Tuesday, February 15, 2011

"Overwhelmingly homogenous"


Dieuwertje Komen has just launched her brand new website, so I take this chance to introduce you to her excellent (mostly urban) landscape photography, where you'll have plenty of choice among the many series she presents. Whether it is personal or commissioned work, Komen's images raise many discreet and yet important questions about the spaces we live in.

Sometimes I wonder if the main outcome of the contemporary visual topography is having shown the differences between the various man-altered landscapes or instead reveal the dreadful uniformity that is shaping the majority of the urban settlements, and most of all, of the ideas behind them.
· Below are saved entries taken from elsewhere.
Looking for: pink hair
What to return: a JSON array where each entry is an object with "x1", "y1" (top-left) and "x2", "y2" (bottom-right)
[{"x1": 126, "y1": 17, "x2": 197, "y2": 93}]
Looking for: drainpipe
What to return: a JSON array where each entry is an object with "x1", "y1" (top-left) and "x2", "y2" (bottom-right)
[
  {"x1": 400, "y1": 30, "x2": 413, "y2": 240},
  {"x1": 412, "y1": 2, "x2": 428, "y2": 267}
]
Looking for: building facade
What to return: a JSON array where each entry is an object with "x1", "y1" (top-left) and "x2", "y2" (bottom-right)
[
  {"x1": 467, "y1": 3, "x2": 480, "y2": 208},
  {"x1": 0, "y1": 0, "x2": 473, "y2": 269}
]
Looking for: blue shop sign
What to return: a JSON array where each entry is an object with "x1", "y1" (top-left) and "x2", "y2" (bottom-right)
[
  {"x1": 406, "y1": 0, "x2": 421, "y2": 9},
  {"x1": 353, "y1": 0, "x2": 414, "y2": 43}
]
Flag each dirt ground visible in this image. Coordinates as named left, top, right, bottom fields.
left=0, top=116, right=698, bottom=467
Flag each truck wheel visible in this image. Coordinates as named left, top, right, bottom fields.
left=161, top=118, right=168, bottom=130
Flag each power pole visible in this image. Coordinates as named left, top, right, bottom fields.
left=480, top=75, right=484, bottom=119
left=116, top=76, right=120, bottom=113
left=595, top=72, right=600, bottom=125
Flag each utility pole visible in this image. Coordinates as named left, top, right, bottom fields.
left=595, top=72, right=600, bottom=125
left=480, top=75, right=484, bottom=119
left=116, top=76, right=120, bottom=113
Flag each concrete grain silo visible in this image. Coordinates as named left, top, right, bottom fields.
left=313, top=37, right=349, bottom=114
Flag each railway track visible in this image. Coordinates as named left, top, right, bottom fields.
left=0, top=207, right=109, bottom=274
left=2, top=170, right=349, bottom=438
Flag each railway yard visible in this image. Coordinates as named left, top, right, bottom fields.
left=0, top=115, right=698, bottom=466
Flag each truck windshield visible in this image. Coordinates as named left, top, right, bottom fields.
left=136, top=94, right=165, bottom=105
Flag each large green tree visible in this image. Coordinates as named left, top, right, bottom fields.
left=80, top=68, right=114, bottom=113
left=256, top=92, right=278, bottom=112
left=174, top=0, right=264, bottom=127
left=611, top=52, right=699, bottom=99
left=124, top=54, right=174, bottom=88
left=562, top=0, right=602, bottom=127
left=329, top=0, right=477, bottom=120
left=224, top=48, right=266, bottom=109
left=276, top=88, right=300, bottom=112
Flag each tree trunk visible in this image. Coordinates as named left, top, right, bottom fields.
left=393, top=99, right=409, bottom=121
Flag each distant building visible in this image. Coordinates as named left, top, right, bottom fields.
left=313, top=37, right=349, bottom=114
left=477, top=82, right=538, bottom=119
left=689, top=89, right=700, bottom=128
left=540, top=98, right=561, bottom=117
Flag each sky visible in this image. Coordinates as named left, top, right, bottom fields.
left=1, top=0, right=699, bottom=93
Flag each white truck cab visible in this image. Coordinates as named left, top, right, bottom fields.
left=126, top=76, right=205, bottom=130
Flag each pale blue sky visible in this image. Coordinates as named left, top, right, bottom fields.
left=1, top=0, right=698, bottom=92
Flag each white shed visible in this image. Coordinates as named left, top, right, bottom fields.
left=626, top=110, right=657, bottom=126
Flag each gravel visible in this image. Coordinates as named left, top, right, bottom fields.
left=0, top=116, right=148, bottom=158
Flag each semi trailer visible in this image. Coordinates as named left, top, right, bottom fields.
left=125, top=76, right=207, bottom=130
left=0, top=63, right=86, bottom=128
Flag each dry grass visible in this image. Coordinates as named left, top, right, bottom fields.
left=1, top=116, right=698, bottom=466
Dieuwertje Komen's work moves exactly along the line of this dilemma: "For the series Commonness I've portrayed the cities Bordeaux, Kosice, Mechelen, Plzen and Mons all European cities that aspire to the title of European Capital of Culture", she writes. "The resulting pictures display a similarity between the different cities, a discovery both surprising and unsettling since the cities compete for the title with distinctive assets. And yet, here they are shown to be overwhelmingly homogenous".

Homogeneity can be suffocating, but at least there is something graceful in Komen's vision, as she proved herself to be able to draw the greater picture of those urban dystopias, and yet somehow left space for imaginary escape routes, subversive plans, hope for something different.